The government of India introduced the DBT mechanism for fertilizer subsidy on a pilot basis, effective October 2016, to reduce the diversion of fertilizers and bring transparency and swiftness to transactions and movement of subsidy funds. The DBT was rolled out on a pan-India basis in February 2018.

At present, manufacturers record sale of urea when it is sold to wholesalers/distributors and normally receive subsidy from the government in two-three months of the raising of the bill. However, under the new DBT mechanism, urea sales would be recorded on sale to farmers through point-of-sale machines. Generally, the majority of fertilizer sales occur over June-August and November-January. Thus, sales booking to that effect could be more lumpy in the medium to long term.

Considering urea sales would be booked at the time of sale to a farmer rather than to a distributor/wholesaler, the inventory carrying period of manufacturers is likely to increase, leading to additional borrowings for industry players, which are already marred by huge subsidy backlogs. The situation could further be worsened by the impact of significant cash outflows towards debt-led capex to comply with the revised stricter energy efficiency norms as per the New Urea Policy 2015. A recent government directive extended the implementation of the energy efficiency norms for some players to 1 April 2020 from 1 April 2018.

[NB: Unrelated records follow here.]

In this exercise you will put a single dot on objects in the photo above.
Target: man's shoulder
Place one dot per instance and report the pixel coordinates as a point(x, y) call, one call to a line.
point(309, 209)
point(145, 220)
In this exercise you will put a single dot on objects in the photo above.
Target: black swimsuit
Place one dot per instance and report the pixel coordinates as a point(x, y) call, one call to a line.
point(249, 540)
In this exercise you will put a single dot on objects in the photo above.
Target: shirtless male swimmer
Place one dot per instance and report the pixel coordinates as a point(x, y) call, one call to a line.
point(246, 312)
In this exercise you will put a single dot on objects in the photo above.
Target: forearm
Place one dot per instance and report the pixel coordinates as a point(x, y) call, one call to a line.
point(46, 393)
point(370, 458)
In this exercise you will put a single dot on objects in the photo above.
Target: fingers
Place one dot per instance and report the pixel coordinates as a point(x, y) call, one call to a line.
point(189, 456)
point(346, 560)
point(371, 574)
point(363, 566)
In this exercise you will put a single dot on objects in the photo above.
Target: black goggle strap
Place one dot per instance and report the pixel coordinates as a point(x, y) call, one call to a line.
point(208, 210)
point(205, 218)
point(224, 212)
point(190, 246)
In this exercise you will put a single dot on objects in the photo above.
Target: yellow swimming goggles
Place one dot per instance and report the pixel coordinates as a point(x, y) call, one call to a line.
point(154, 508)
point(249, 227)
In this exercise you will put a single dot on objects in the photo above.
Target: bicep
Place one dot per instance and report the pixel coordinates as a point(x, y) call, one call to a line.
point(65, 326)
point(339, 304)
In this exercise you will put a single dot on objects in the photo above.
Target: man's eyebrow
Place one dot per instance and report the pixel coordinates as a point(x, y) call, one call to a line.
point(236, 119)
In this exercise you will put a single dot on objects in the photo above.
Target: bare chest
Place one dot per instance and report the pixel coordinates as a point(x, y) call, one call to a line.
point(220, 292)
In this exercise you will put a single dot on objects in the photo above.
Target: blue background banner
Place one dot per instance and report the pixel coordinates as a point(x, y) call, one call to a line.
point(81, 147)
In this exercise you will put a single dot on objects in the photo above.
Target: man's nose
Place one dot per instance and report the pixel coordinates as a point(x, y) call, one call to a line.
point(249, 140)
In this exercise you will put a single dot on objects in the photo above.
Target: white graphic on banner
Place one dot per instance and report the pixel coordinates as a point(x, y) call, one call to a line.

If the government were to pay fertilizer companies within 10 days of sale to farmers, the impact on the overall working capital cycle would not be significant, as higher inventory days would be compensated by lower receivable days. However, if there were to be two-three-month delays in the receipt of subsidy after sales to farmers, the overall working capital cycle would be further stretched. If the working capital cycle were to stretch, the industry would be hopeful of government support in the form of special banking arrangements like those in the past or revision of fixed-cost reimbursements, among others. Subsidy arrears stood at INR230 billion at 9MFYE18, and the budget provision is for INR700 billion for FY19. Meanwhile, the actual subsidy burden in FY19 could rise, given the increase in pooled gas prices driven by higher domestic gas and imported LNG prices. In Ind-Ra's opinion, such a development could delay subsidy payments.